Saturday 16 May 2009

Braemar reports record results

(May 15 2009)

Last Monday, UK listed shipping services group Braemar reported the best set of annual results in its history.

Pre-tax profit before amortisation was up by 14% to £17.3 mill (2008: £15.2 mill), while pre-tax profit soared by 10% to £16.2 mill (2008: £14.7 mill). Cash generated from operating activities was £21 mill (2008: £21.2 mill).
Cash at 28th February 2009, the end of Braemar’s financial year, was £25.2 mill (29th Feb 2008: £21.6 mill).

The Final dividend paid was 15.5p per share (up 3%) and for the full fiscal year was 24p (2008: 23p) up 4%.

During the year, Braemar increased its diversification policy by adding to its marine services portfolio resulting in the non-broking side of the business accounting for 25% of the group’s operating profits, before amortisation and central costs.

The estimated forward orderbook deliverable in 2009/10 stood at £29 mill ($42 mill, compared to the 2008 fiscal year forward orderbook of £27 mill ($53 mill).
Braemar’s traditional shipbroking arm enjoyed a very strong first half in buoyant markets. However, this situation rapidly changed from August 2008 with the onset of the credit crisis and global recession.

Global trade experienced a significant slowdown in the final calendar quarter of 2008, since when there has been a stabilisation in shipping rates at pre-boom levels. More recently the reduction in oil demand has led to a fall in the demand for tankers.

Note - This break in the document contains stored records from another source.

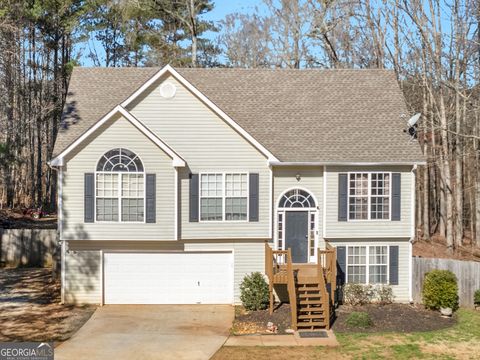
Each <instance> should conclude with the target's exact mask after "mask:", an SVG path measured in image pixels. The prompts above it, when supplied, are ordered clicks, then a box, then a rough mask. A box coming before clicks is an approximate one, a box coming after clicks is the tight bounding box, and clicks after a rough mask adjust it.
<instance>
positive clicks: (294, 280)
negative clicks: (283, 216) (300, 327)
mask: <svg viewBox="0 0 480 360" xmlns="http://www.w3.org/2000/svg"><path fill="white" fill-rule="evenodd" d="M287 288H288V297H289V299H290V312H291V316H292V329H293V330H297V294H296V290H295V276H294V274H293V265H292V249H290V248H289V249H288V251H287Z"/></svg>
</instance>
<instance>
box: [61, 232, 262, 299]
mask: <svg viewBox="0 0 480 360" xmlns="http://www.w3.org/2000/svg"><path fill="white" fill-rule="evenodd" d="M68 247H69V249H70V250H71V251H70V253H69V254H67V256H66V267H65V271H66V284H65V285H66V286H65V291H66V292H65V294H66V301H67V302H71V303H73V302H77V303H95V304H98V303H100V302H101V300H102V289H101V283H102V275H101V271H100V269H101V255H100V254H101V252H100V250H103V251H104V252H108V251H126V252H128V251H209V250H210V251H219V250H220V251H221V250H232V251H233V256H234V296H235V303H237V304H239V303H240V284H241V282H242V280H243V278H244V276H245V275H246V274H250V273H252V272H255V271H259V272H261V273H263V272H264V270H265V242H264V241H263V240H231V239H226V240H210V241H202V242H197V241H190V242H183V241H70V242H68Z"/></svg>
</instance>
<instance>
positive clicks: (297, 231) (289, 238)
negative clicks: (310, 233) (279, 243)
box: [285, 211, 308, 263]
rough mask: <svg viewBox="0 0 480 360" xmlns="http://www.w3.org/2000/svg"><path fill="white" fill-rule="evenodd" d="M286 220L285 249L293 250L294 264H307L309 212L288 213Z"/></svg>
mask: <svg viewBox="0 0 480 360" xmlns="http://www.w3.org/2000/svg"><path fill="white" fill-rule="evenodd" d="M285 218H286V219H285V220H286V221H285V249H288V248H291V249H292V261H293V262H294V263H307V262H308V211H286V212H285Z"/></svg>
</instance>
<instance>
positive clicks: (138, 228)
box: [61, 117, 175, 240]
mask: <svg viewBox="0 0 480 360" xmlns="http://www.w3.org/2000/svg"><path fill="white" fill-rule="evenodd" d="M117 147H123V148H127V149H129V150H131V151H133V152H134V153H136V154H137V155H138V156H139V157H140V158H141V160H142V162H143V165H144V169H145V172H146V173H156V175H157V176H156V179H157V184H156V211H157V216H156V222H155V223H148V224H147V223H121V222H120V223H119V222H111V223H109V222H100V223H85V222H84V217H83V212H84V199H83V187H84V174H85V173H88V172H90V173H94V172H95V169H96V164H97V162H98V160H99V159H100V157H101V156H102V155H103V154H104V153H105V152H107V151H108V150H111V149H113V148H117ZM174 173H175V169H174V168H173V167H172V160H171V158H170V157H168V156H167V155H166V154H165V153H164V152H163V151H162V150H161V149H160V148H159V147H158V146H156V145H155V144H154V143H153V142H151V141H150V140H149V139H148V138H147V137H146V136H145V135H144V134H142V133H141V132H140V131H139V130H138V129H137V128H136V127H134V126H133V125H132V124H131V123H130V122H129V121H128V120H126V119H124V118H122V117H116V118H114V119H111V120H109V121H108V122H107V123H106V124H104V126H103V127H102V128H101V129H100V130H99V131H98V132H97V133H96V136H95V137H93V136H92V139H89V141H86V142H84V143H83V146H81V147H78V148H77V149H76V150H75V153H74V154H72V155H71V156H70V157H69V158H68V159H67V165H66V168H65V169H64V173H63V209H62V217H63V224H62V225H63V226H62V229H63V230H62V234H61V239H62V240H73V239H75V240H121V239H130V240H142V239H143V240H173V239H174V217H175V206H174V203H175V201H174V196H175V191H174V189H175V187H174V186H175V176H174Z"/></svg>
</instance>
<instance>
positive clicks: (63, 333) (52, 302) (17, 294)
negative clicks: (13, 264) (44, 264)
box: [0, 268, 95, 342]
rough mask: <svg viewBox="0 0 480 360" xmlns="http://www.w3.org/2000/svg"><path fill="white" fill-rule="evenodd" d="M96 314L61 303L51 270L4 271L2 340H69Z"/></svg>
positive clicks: (84, 306) (21, 340)
mask: <svg viewBox="0 0 480 360" xmlns="http://www.w3.org/2000/svg"><path fill="white" fill-rule="evenodd" d="M94 311H95V306H89V305H85V306H74V305H62V304H60V284H59V281H58V280H54V279H53V278H52V270H51V269H27V268H23V269H12V268H6V269H5V268H4V269H0V324H1V326H0V341H42V342H46V341H55V342H60V341H65V340H67V339H68V338H70V337H71V336H72V335H73V334H74V333H75V332H76V331H77V330H78V329H79V328H80V327H81V326H82V325H83V324H84V323H85V322H86V321H87V320H88V319H89V318H90V316H91V315H92V314H93V312H94Z"/></svg>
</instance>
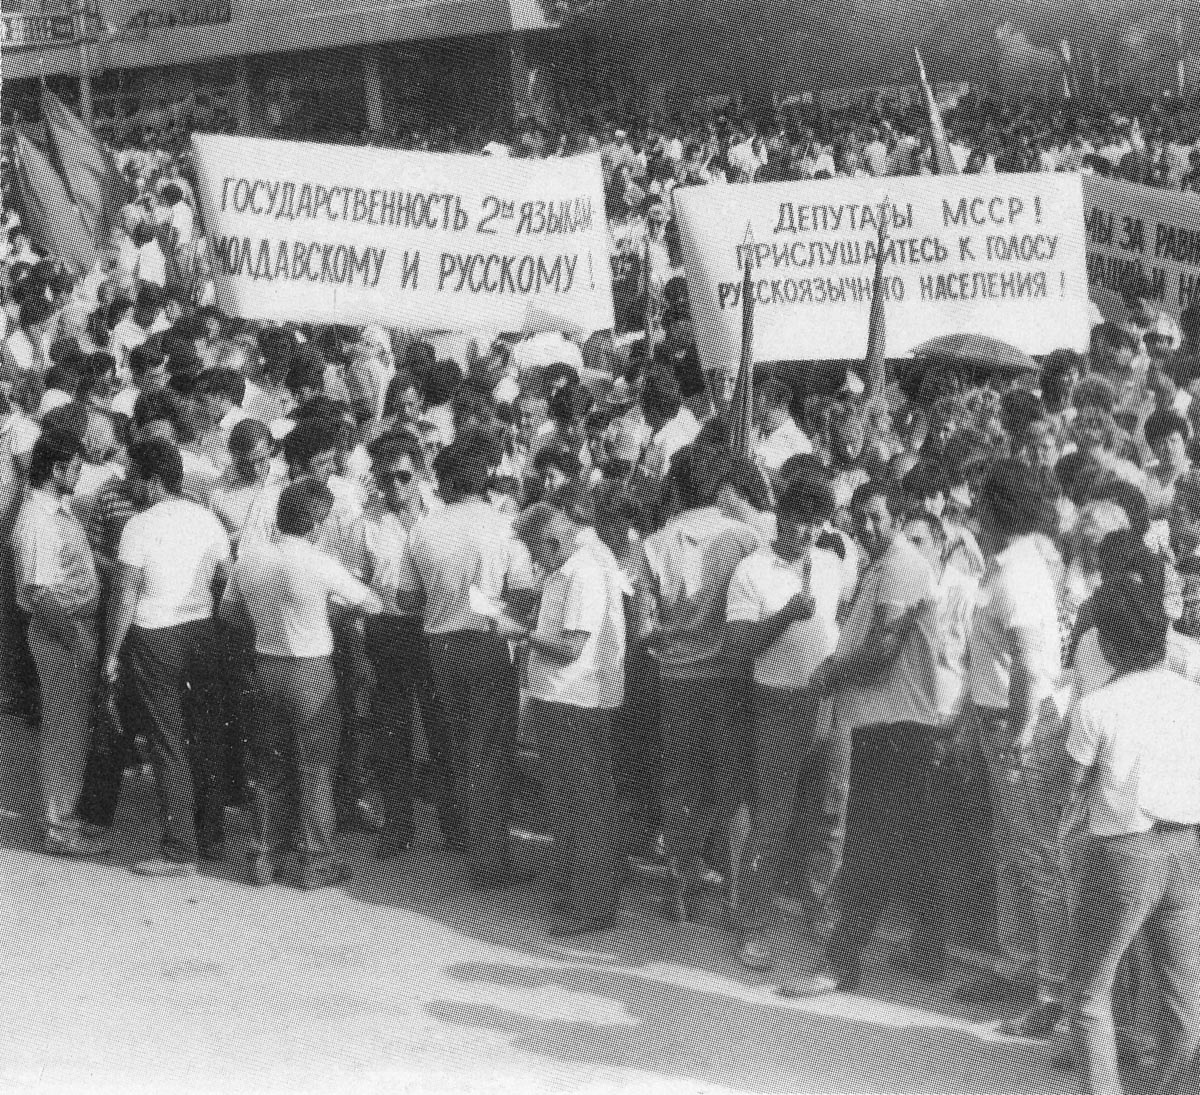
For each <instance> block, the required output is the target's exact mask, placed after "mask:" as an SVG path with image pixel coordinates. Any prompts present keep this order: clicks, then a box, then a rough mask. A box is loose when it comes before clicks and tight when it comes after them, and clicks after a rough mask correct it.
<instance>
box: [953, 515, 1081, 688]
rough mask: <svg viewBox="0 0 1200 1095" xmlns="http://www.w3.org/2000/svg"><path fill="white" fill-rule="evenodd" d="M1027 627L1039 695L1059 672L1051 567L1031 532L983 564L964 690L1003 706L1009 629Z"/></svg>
mask: <svg viewBox="0 0 1200 1095" xmlns="http://www.w3.org/2000/svg"><path fill="white" fill-rule="evenodd" d="M1014 628H1031V629H1032V630H1033V633H1034V634H1036V635H1037V639H1038V647H1039V648H1038V652H1037V658H1038V660H1037V664H1036V665H1034V669H1036V671H1037V674H1038V676H1039V678H1040V694H1042V695H1050V692H1051V689H1052V688H1054V684H1055V682H1056V681H1057V680H1058V675H1060V672H1061V671H1062V659H1061V654H1060V648H1058V598H1057V594H1056V592H1055V586H1054V579H1051V576H1050V568H1049V567H1046V563H1045V560H1044V558H1043V557H1042V552H1040V551H1038V548H1037V543H1036V541H1034V539H1033V537H1032V535H1027V537H1018V538H1016V539H1014V540H1013V541H1012V543H1010V544H1009V545H1008V546H1007V548H1006V549H1004V550H1003V551H1001V552H1000V554H998V555H996V557H995V558H994V560H991V562H990V563H989V564H988V570H986V573H985V574H984V576H983V581H982V582H980V584H979V599H978V602H977V603H976V611H974V620H973V622H972V627H971V639H970V641H968V644H967V648H968V652H970V658H968V660H970V668H968V671H967V694H968V695H970V696H971V700H972V702H974V704H976V706H978V707H996V708H1002V710H1007V708H1008V688H1009V682H1010V675H1012V668H1013V659H1012V656H1010V654H1009V650H1008V634H1009V632H1010V630H1013V629H1014Z"/></svg>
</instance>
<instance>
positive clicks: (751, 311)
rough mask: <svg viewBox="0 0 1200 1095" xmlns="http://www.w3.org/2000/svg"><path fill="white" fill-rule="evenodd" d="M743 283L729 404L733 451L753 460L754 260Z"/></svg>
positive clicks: (742, 283) (747, 266)
mask: <svg viewBox="0 0 1200 1095" xmlns="http://www.w3.org/2000/svg"><path fill="white" fill-rule="evenodd" d="M745 262H746V264H745V275H744V276H743V279H742V358H740V360H739V361H738V378H737V382H736V383H734V385H733V400H732V402H731V403H730V449H731V450H732V451H733V453H737V454H740V455H742V456H746V457H749V459H752V457H754V280H752V273H751V267H750V264H751V256H750V255H748V256H746V261H745Z"/></svg>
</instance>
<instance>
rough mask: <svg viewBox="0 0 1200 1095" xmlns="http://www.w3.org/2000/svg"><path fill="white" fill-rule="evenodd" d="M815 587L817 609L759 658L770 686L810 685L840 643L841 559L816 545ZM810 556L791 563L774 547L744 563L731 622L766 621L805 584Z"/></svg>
mask: <svg viewBox="0 0 1200 1095" xmlns="http://www.w3.org/2000/svg"><path fill="white" fill-rule="evenodd" d="M809 560H810V561H811V562H810V572H809V592H810V594H811V597H812V600H814V602H815V603H816V609H815V610H814V612H812V616H811V617H810V618H809V620H798V621H796V622H794V623H792V624H791V627H788V628H787V630H786V632H784V634H782V635H780V636H779V638H778V639H776V640H775V641H774V642H773V644H772V645H770V646H768V647H767V650H764V651H763V652H762V653H761V654H760V656H758V657H757V658H755V662H754V678H755V682H756V683H758V684H763V686H766V687H768V688H804V687H806V686H808V683H809V678H810V677H811V676H812V670H815V669H816V668H817V666H818V665H820V664H821V663H822V662H824V659H826V658H828V657H829V654H832V653H833V652H834V650H835V648H836V646H838V603H839V600H840V599H841V560H840V558H838V556H836V555H834V554H833V552H832V551H824V550H822V549H818V548H814V549H812V551H811V552H810V555H809ZM803 572H804V562H803V561H800V560H798V561H796V562H794V563H788V562H786V561H785V560H782V558H781V557H780V556H779V555H778V554H776V552H775V550H774V549H773V548H763V549H762V550H761V551H756V552H755V554H754V555H751V556H748V557H746V558H744V560H742V562H740V563H738V569H737V570H734V572H733V580H732V581H731V582H730V593H728V597H727V599H726V608H725V612H726V618H727V620H728V621H730V623H737V622H745V623H760V622H761V621H763V620H769V618H770V617H772V616H774V615H775V614H776V612H779V611H780V610H781V609H782V608H784V605H786V604H787V603H788V602H790V600H791V599H792V598H793V597H794V596H796V594H797V593H800V592H803V590H804V573H803Z"/></svg>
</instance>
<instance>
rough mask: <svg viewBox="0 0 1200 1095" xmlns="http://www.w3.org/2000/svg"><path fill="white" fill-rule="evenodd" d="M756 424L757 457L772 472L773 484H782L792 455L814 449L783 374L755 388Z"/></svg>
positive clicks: (771, 472)
mask: <svg viewBox="0 0 1200 1095" xmlns="http://www.w3.org/2000/svg"><path fill="white" fill-rule="evenodd" d="M754 396H755V424H756V425H757V427H758V441H757V444H756V445H755V457H756V459H757V461H758V463H760V466H761V467H762V468H763V469H764V471H766V472H767V474H768V475H770V481H772V486H773V487H775V489H776V490H778V489H780V487H781V486H782V474H781V472H782V467H784V465H785V463H786V462H787V461H788V460H790V459H791V457H792V456H803V455H804V454H806V453H811V451H812V442H810V441H809V438H808V437H806V436H805V433H804V431H803V430H802V429H800V427H799V426H798V425H797V424H796V419H794V418H792V411H791V402H792V389H791V387H788V384H787V383H786V382H785V381H782V379H780V378H779V377H767V378H766V379H764V381H763V382H762V383H761V384H758V385H757V387H756V388H755V394H754Z"/></svg>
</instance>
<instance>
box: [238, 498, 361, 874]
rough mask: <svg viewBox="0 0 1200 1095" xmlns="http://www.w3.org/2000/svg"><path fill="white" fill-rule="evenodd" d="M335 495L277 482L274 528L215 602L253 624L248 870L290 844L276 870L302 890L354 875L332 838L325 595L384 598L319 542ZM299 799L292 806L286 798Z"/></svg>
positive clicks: (358, 609) (274, 871) (275, 864)
mask: <svg viewBox="0 0 1200 1095" xmlns="http://www.w3.org/2000/svg"><path fill="white" fill-rule="evenodd" d="M332 504H334V498H332V495H331V493H330V491H329V487H328V486H325V485H324V484H322V483H318V481H317V480H316V479H308V478H304V479H298V480H296V481H294V483H290V484H289V485H288V486H287V487H284V490H283V492H282V493H281V495H280V504H278V513H277V523H278V529H280V538H278V539H277V540H274V541H269V543H268V541H259V543H256V544H253V545H251V546H248V548H247V550H246V551H244V552H242V554H241V555H240V556H239V557H238V562H236V563H235V566H234V568H233V574H232V576H230V580H229V585H228V588H227V590H226V594H224V599H223V602H222V606H221V615H222V617H223V618H224V620H227V621H228V622H230V623H238V622H244V623H245V622H248V623H250V624H252V626H253V630H254V651H256V672H254V676H256V681H257V684H258V694H259V698H260V704H262V707H260V717H259V718H258V719H257V720H256V731H257V732H256V736H254V754H256V760H257V762H256V770H254V771H256V780H254V839H253V842H252V844H251V858H250V879H251V881H253V882H256V884H258V885H266V884H269V882H270V881H272V879H274V878H275V876H276V873H277V872H278V870H280V869H281V863H280V861H281V858H282V857H283V856H284V855H286V854H287V851H288V850H289V849H292V850H294V852H295V858H294V861H293V862H288V863H286V864H283V867H282V874H283V875H284V876H286V878H287V879H288V880H289V881H293V882H294V884H295V885H298V886H300V888H302V890H316V888H318V887H320V886H337V885H341V884H342V882H344V881H348V880H349V879H350V878H352V876H353V874H352V872H350V869H349V868H348V867H347V866H346V864H344V863H342V862H340V861H338V860H337V852H336V848H335V837H336V832H337V810H336V807H335V804H334V771H335V767H336V765H337V752H338V743H340V742H341V740H342V726H341V723H342V717H341V705H340V702H338V696H337V678H336V675H335V672H334V662H332V653H334V632H332V628H331V627H330V621H329V614H330V603H331V599H332V598H336V600H337V602H340V603H341V604H342V605H343V606H344V608H348V609H349V610H350V611H352V612H355V614H372V612H379V611H380V610H382V609H383V605H382V603H380V602H379V598H378V597H376V594H374V593H372V592H371V590H370V588H367V587H366V586H365V585H364V584H362V582H360V581H359V580H358V579H356V578H354V575H353V574H350V573H349V570H347V569H346V568H344V567H343V566H342V564H341V563H340V562H338V561H337V560H335V558H331V557H330V556H329V555H328V554H325V552H324V551H322V550H320V549H319V548H317V546H316V539H317V534H318V532H319V528H320V522H322V521H323V520H324V519H325V517H326V516H328V515H329V511H330V509H331V508H332ZM293 768H294V771H295V772H296V776H298V777H299V784H300V785H299V788H296V786H294V785H293V779H292V774H290V773H292V771H293ZM296 800H298V801H299V802H300V803H301V806H300V809H299V810H295V809H293V807H292V802H293V801H296ZM293 818H294V825H293V824H290V822H292V821H293Z"/></svg>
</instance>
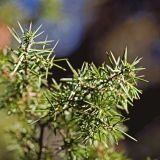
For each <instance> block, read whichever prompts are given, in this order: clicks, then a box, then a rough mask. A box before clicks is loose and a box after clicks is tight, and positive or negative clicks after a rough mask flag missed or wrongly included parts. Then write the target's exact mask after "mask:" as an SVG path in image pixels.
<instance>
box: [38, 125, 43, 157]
mask: <svg viewBox="0 0 160 160" xmlns="http://www.w3.org/2000/svg"><path fill="white" fill-rule="evenodd" d="M44 127H45V124H44V123H41V122H40V137H39V141H38V144H39V152H38V159H37V160H41V158H42V148H43V135H44Z"/></svg>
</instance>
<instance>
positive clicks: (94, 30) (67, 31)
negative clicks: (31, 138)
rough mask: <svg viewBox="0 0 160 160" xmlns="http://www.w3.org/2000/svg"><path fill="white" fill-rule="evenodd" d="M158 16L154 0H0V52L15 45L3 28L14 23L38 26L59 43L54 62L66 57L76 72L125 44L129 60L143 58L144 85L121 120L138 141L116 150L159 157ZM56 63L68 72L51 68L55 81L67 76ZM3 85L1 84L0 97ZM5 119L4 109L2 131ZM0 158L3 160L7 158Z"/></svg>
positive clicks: (159, 139)
mask: <svg viewBox="0 0 160 160" xmlns="http://www.w3.org/2000/svg"><path fill="white" fill-rule="evenodd" d="M159 17H160V1H159V0H154V1H150V0H132V1H128V0H99V1H97V0H79V1H77V0H32V1H29V0H23V1H22V0H1V1H0V49H1V50H2V49H3V48H4V47H5V46H6V45H11V46H16V44H15V42H13V41H12V37H11V35H10V33H9V31H8V29H7V26H10V27H14V28H16V27H17V21H19V22H20V23H21V24H22V25H23V26H24V27H25V26H26V28H27V26H28V25H29V23H30V22H31V21H32V22H33V26H34V27H35V28H37V26H39V25H40V24H43V27H42V29H43V30H44V31H45V34H43V35H44V36H46V35H48V37H49V39H54V40H55V41H57V40H59V44H58V46H57V48H56V55H57V58H59V57H68V58H69V61H70V63H71V64H72V65H73V67H74V68H80V66H81V64H82V62H83V61H88V62H92V61H93V62H94V63H95V64H96V65H97V66H99V65H100V64H101V63H102V62H103V61H107V60H106V58H105V56H104V55H105V52H106V51H110V50H111V51H112V52H113V53H114V55H115V57H118V56H119V55H120V56H121V53H123V50H124V48H125V47H126V46H127V48H128V53H129V55H128V57H129V60H130V61H131V60H133V59H134V58H135V57H136V56H138V57H143V60H142V61H141V65H142V66H144V67H146V68H147V69H146V70H145V71H144V72H143V73H144V75H145V78H146V79H147V80H149V83H143V84H141V83H139V88H141V89H143V90H144V92H143V95H142V96H141V100H140V101H135V103H134V107H132V108H131V109H130V114H129V115H127V116H128V117H131V119H130V120H129V121H127V122H126V125H127V126H128V127H129V131H128V133H129V134H131V135H132V136H134V137H135V138H137V139H138V141H139V142H138V143H135V142H132V141H130V140H128V139H126V140H125V141H123V142H121V143H120V146H119V147H117V149H118V150H121V148H125V149H126V151H127V153H128V156H129V157H131V158H133V159H135V160H137V159H145V157H147V156H150V157H151V158H153V159H154V158H157V159H160V152H159V147H160V143H159V141H160V118H159V117H160V116H159V115H160V106H159V105H160V103H159V97H160V39H159V35H160V27H159V26H160V18H159ZM41 38H42V39H44V37H43V36H42V37H41ZM54 44H55V43H53V45H54ZM61 65H63V67H65V68H67V69H68V70H67V71H66V72H63V71H59V70H56V69H55V68H54V69H53V70H52V72H53V76H54V77H55V78H56V79H57V80H59V78H61V77H70V76H71V71H70V70H69V68H68V67H67V65H66V64H65V63H64V64H63V62H62V64H61ZM3 87H4V86H3V85H0V92H2V93H3ZM5 118H7V117H6V115H5V111H4V113H3V114H2V113H1V124H2V127H1V128H3V127H4V126H6V125H10V124H12V123H13V121H12V119H11V120H7V121H5ZM3 121H5V124H4V123H3ZM11 122H12V123H11ZM3 124H4V125H3ZM1 130H2V129H1ZM0 134H1V136H0V137H1V138H0V143H1V146H0V148H1V149H0V153H2V155H0V157H2V156H4V154H3V153H6V151H5V150H4V148H5V147H4V145H5V143H6V144H7V141H5V139H6V138H3V137H5V134H2V132H1V133H0ZM4 141H5V142H4ZM2 150H3V151H2ZM7 155H9V154H7ZM1 159H6V160H7V158H6V157H5V158H4V157H2V158H1ZM8 159H10V158H8ZM12 159H13V158H12Z"/></svg>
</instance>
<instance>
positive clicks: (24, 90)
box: [0, 23, 143, 160]
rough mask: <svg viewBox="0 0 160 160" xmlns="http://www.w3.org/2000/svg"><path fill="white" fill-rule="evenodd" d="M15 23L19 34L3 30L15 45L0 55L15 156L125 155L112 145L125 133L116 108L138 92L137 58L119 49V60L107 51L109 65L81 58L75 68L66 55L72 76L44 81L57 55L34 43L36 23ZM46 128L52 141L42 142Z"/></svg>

While there are renegotiations and cancellations taking place of some charters and newbuildings in the wider market place, to date Braemar claimed that its forward order book has not suffered significantly. The group said that it was set to expand the shipbroking office network overseas.
Braemar’s deepsea tanker chartering department continued to grow market share during the year and in combination with the strong freight rates of 2008, the department produced a significant increase in revenue over the financial year.

However, since the beginning of its fiscal year (1st March, 2009), the rates in all sectors have fallen dramatically due to lower demand for crude oil and products as a result of the global economic downturn.

In the LNG sector, Braemar said that it had secured additional consultancy contracts, as well as an increase in broking short-term period and spot shipments. As in the other tanker markets, the overall volumes transported have reduced, but the utilisation of surplus LNG tonnage is expected as and when the larger projects are completed over the next 24 months.

The specialised tanker sections continued to grow their fixing volumes and Braemar is now operating tonnage on the spot markets and under significant oil company contracts throughout northwest and continental Europe. Petrochemical gas and LPG shipping rates remained consistent during the past year but the excess tonnage in relation to the requirement has diminished the returns for the owners and operators alike.

Braemar took a further step to expand its market position in the VLGC sector by establishing Braemar LPG Connect as a gas product broking business. Together with dedicated VLGC brokers, volumes were expected to grow in this segment.